W całym meczu mięliśmy problemy z dojściem do pozycji rzutowej i ze skutecznością. W pierwszej połowie bramkarz przeciwników obronił 10 rzutów, co jest sporym dorobkiem. To wiąże się z warunkami fizycznymi zawodników z Krakowa. Grali szybko, dużo mocniej w obronie, nawet w sytuacjach 1:1 było widać ich przewagę fizyczną.

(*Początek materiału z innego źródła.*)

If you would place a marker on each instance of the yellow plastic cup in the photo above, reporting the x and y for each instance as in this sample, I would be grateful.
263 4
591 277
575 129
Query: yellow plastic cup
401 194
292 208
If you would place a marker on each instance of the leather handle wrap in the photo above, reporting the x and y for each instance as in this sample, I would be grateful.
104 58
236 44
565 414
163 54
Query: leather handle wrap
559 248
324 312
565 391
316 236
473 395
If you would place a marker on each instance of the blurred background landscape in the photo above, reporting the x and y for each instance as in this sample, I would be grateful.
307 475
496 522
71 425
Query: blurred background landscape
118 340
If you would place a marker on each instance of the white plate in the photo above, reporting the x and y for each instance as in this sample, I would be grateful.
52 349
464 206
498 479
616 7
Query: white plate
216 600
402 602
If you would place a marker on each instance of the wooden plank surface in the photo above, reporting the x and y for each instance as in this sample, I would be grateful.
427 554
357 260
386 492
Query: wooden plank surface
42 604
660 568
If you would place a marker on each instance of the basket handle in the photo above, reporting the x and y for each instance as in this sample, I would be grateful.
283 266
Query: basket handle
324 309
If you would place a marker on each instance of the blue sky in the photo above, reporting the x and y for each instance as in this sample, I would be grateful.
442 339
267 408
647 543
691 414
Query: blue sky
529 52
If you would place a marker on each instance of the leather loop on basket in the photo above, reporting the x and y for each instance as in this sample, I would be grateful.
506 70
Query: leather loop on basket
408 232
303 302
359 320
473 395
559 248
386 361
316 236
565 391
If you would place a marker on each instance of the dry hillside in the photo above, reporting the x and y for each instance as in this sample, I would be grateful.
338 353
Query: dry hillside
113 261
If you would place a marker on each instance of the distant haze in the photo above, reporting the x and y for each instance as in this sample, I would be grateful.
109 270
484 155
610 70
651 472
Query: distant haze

Jestem zadowolony z naszej gry w ataku pozycyjnym, a także z samej organizację gry. Naszym celem było wykorzystanie warunków fizycznych części zawodników i to nam się udawało. Bardzo dobrze wyglądała współpraca z obrotowym. Muszę także pochwalić naszych zawodników, że nie przestraszyli się przeciwnika, wyszli na parkiet i nie oddali tego meczu bez walki.
Patryk Wasiak: Nie zrealizowaliśmy wszystkich założeń, które zostały przed nami postawione. Wydawało nam się, że mecz pójdzie nam łatwiej, ale niestety zderzyliśmy się z silniejszym przeciwnikiem, niż mieliśmy okazję do tej pory grać. Zespół z Krakowa jest bardzo mocny fizycznie, dodatkowo grają bardzo szybko piłką i to zaważyło na wyniku. Jeśli chodzi o naszą grę, to udało nam się zagrać parę razy 2:2 i 1:1, fragmentami dobrze wyglądała także defensywa. Musimy popracować nad komunikacją w obronie, wprowadzić w grę więcej dynamiki. Zabrakło też trochę przekonania.
Ten mecz dał nam dużo pokory, w tym sezonie jeszcze nie przegraliśmy, a to spotkanie będzie dla nas motywacją do jeszcze większej pracy.
Błażejewski, Wleklak 2, Rybarczyk 1, Grzenkowicz 1, Siekierka 1, Wrona, Wasiak 5, Wilcz, Wierzbicki 6, Sarnowski 1, Wysocki, Jurasik 1, Bojarczuk T., Pieńkowski, Bojarczuk K. 1, Koc 5.